Le second enjeu du moment est celui de la communication interne et externe. Les demandeurs d’archives que nous accompagnons dans leurs recherches nous font tous le même retour : « C’est incroyable ! Je ne savais pas que vous aviez tout ça dans vos fonds ». Si les archives ne sont jamais consultées, toute la fonction perd son sens.
Enfin, dans le contexte actuel de fusion et de création de la nouvelle Autorité de sûreté nucléaire et de radioprotection (ASNR), notre objectif le plus immédiat consistera à suivre les déménagements de documents et à garantir à l’archivage la place qu’il mérite dans la nouvelle organisation.
- Les archives connaissent différents « âges » correspondant à différents types d’utilisation. Elles peuvent être « courantes », « intermédiaires » et « définitives ». Le CEA et l’IRSN bénéficient d’un régime dérogatoire qui permet à ces deux organismes d’assurer la conservation de leurs archives définitives.

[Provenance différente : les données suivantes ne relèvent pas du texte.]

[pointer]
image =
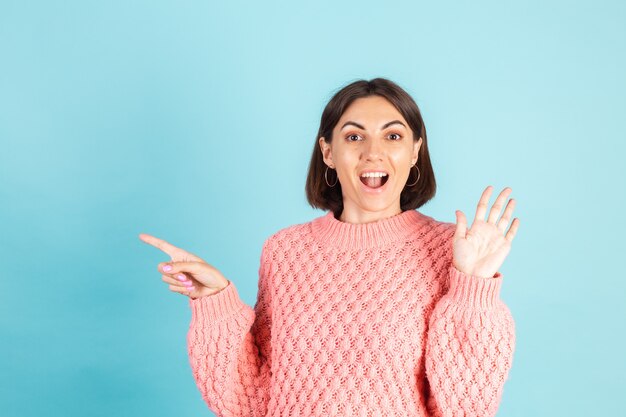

- Le SCPRI est créé en 1957 au sein du ministère de la Santé et de l’Institut de protection et de sûreté (IPSN) nucléaire en 1976 au sein du CEA. L’IPSN et l’OPRI (qui remplace le SCPRI en 1994) sont intégrés à l’IRSN en 2001.
- Décrite dans le livre II du code du patrimoine.
- Décrite aux articles L. 213-1 et L. 213-2 du code du patrimoine.
- Intervention de Gilles Le Berre dans le compte rendu de la journée Archives et nucléaire tenue à Mulhouse le 6 juillet 2023 : JE Archives & nucléaire – Compte rendu (myportfolio.com).
- Situé à 45 km de Dijon, le centre CEA de Valduc est rattaché à la Direction des applications militaires (DAM) du CEA.
- Variété historique du français qui était parlé à la fin du Moyen Âge et à la Renaissance.